Tech

Elon, stop trying to make Grok happen

There is a strong truth about Elon Musk’s talk of AI “seeking the truth” Grok: It’s not very good, and not many people use it. That was taken from the youth Reuters report, which found that Grok barely appeared in federal records of how the US government used AI last year. It’s not just xAI’s signature chatbot brand that’s in trouble, as Musk is also at the heart of what could be the biggest IPO in history.

Reuters reviewed more than 400 examples of government use of AI in which specific vendors were named. Grok or xAI, it found, appeared in only three – each of those for basic use such as document management or social media management, and always alongside competitors such as Microsoft and OpenAI. OpenAI models, by comparison, appear in more than 230 examples, while Google and Anthropic each appear multiple times.

A similar pattern emerged from another database of ambitious government AI projects with small numbers of users. Grok appeared just three times: twice for general administrative duties at the Election Assistance Commission, and at the Department of Energy’s Lawrence Livermore National Laboratory pilot for document summaries and general research. Reuters I found 140 entries including Microsoft and OpenAI, while my brief review found at least 10 entries for Anthropic and a bunch for Google’s Gemini.

The list is an incomplete and patchy measure of government acceptance. Many more examples are listed without a specific vendor, and it is clear that there is no universal definition of what counts as AI. The data also doesn’t capture intelligence agencies or the Pentagon — where xAI received a $200 million contract last year and was recently authorized to operate on classified networks after Anthropic was blocked.

Still, it doesn’t look good on Grok. It looks much smaller than its rivals, and when it does, it’s usually for basic administrative work – hardly fitting the world-class frontier model that Musk has spent years boasting about.

“It’s just not the best model.”

People they talk to Reuters suggested the explanation was simple: The Grok isn’t as good as its rivals. “It’s just not the best model,” an unnamed Pentagon source said, adding that staff there often chose Gemini or Claude. Leaderboard-level AI models lend weight to that view. Anthropic, Google, and OpenAI are the best, while Grok rarely breaks the top 10 except for the occasional graphics or video category.

That’s not good for Musk, and it’s even more confusing for SpaceX, which took hold of xAI earlier this year. The rocket venture’s IPO filing shows that the company has put AI — and Grok specifically — at the heart of its pitch to investors. SpaceX claims to have identified “the largest untapped market in human history”: a staggering $28.5 trillion opportunity, but, sadly, it’s not giving time to get there.
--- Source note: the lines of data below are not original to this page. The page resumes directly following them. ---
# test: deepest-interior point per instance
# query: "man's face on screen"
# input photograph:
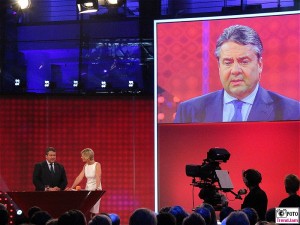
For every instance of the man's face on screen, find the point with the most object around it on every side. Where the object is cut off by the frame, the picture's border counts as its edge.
(239, 69)
(51, 156)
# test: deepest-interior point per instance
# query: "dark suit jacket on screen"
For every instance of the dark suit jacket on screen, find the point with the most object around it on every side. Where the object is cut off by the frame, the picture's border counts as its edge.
(267, 106)
(42, 176)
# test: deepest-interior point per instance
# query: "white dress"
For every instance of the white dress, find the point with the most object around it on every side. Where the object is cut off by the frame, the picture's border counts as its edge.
(90, 174)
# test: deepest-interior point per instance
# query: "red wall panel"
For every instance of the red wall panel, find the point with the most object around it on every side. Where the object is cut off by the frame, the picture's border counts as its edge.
(118, 129)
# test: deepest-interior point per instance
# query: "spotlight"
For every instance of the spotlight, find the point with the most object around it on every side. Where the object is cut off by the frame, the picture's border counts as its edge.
(87, 6)
(17, 82)
(23, 4)
(49, 84)
(111, 3)
(103, 84)
(75, 83)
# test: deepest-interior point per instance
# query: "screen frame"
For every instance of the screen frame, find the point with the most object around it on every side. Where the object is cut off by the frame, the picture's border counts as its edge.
(156, 124)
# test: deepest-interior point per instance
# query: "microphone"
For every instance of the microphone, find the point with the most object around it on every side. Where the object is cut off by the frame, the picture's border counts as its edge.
(241, 192)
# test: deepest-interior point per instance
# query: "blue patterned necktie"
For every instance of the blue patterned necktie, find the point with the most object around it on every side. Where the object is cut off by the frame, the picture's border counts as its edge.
(51, 168)
(237, 110)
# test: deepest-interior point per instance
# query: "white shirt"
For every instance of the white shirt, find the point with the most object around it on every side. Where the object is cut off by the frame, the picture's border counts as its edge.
(228, 107)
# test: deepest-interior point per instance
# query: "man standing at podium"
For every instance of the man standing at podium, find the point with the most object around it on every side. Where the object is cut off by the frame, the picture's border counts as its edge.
(49, 175)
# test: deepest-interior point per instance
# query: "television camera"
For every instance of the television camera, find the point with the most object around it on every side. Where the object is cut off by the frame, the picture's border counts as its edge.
(211, 179)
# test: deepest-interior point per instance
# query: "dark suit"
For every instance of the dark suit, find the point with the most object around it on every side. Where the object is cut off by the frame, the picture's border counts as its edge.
(267, 106)
(42, 176)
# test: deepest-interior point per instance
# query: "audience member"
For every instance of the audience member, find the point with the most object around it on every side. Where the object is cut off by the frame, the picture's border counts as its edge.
(166, 218)
(225, 211)
(213, 216)
(193, 219)
(32, 210)
(40, 217)
(237, 218)
(143, 216)
(251, 214)
(270, 215)
(256, 198)
(291, 183)
(101, 219)
(205, 213)
(179, 214)
(72, 217)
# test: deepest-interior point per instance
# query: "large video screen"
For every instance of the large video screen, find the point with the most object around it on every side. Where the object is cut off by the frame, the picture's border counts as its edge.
(190, 79)
(193, 85)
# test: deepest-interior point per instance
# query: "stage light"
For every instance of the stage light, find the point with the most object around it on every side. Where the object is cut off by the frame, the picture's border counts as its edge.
(23, 4)
(75, 83)
(87, 6)
(111, 3)
(47, 83)
(130, 83)
(17, 82)
(103, 84)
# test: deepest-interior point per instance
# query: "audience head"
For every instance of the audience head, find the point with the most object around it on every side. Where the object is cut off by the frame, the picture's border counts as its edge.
(252, 177)
(194, 219)
(72, 217)
(32, 210)
(237, 218)
(205, 213)
(3, 217)
(225, 211)
(143, 216)
(102, 219)
(115, 219)
(251, 214)
(166, 218)
(179, 214)
(40, 218)
(270, 215)
(213, 216)
(291, 183)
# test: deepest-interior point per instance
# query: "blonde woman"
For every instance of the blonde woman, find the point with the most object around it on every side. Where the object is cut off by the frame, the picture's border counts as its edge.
(92, 171)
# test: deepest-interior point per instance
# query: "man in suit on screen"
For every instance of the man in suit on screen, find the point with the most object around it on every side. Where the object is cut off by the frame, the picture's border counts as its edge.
(49, 175)
(239, 54)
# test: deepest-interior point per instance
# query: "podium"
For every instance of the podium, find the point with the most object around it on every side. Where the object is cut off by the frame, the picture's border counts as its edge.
(56, 202)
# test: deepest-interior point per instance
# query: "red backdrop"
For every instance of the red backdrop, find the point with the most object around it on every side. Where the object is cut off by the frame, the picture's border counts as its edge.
(119, 130)
(187, 67)
(270, 147)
Almost all of this limited value comes from AI, especially business AI, not rockets or satellites.

Reuters he notes that Grok’s performance in government agencies may dictate how well he does in other workplaces. As part of the xAI campaign for business customers, Musk has reportedly convinced banks to buy Grok subscriptions if they wish to participate in SpaceX’s IPO – but if they don’t get value for their money, these deals could prove a temporary fix.

As if its woeful performance wasn’t easy enough, Musk recently admitted that xAI used OpenAI models to help train and improve Grok. The process, known as distillation, is common when companies use their own models, but is more controversial when it involves using a competitor’s system. Grok can’t even beat the models he trains with.

In its public-facing consumer version, the Grok is deliberately unexciting. Musk positioned the chatbot as a less biased and less vetted alternative to tools like ChatGPT, but that translated into a product with lax standards of evidence, an unhealthy obsession with Musk, and a long track record of offensive, controversial, and sexual output. Even if workplace surveillance is different, it may not be the kind of thing a business can accept. Grok’s impressive record includes praising Adolf Hitler, questioning the death toll of the Holocaust, installing millions of deeply sexually taboo people throughout X, including children, and powering a racist and transphobic Wikipedia and a bitter anime girlfriend. And let’s not forget the time he called himself “MechaHitler.” If Grok was a human employee, I feel HR would not have taken so long to get involved.

SpaceX seems to understand the problem. In its filing, the company warned Grok’s “bitter” or “intransigent” methods carry “high risks,” including reputational damage, legal scrutiny, and lawsuits. In business terms: This chatbot will get us sued.

In business terms: This chatbot will get us sued.

Grok takes its name from Robert A. Heinlein’s A Stranger in a Strange Landwhere it probably means a deeper and deeper understanding of something. The thing to understand here isn’t particularly complicated: Musk spent billions building a chatbot that isn’t very good, isn’t very popular, and is somehow key to explaining SpaceX’s astronomical valuation. Good luck with that.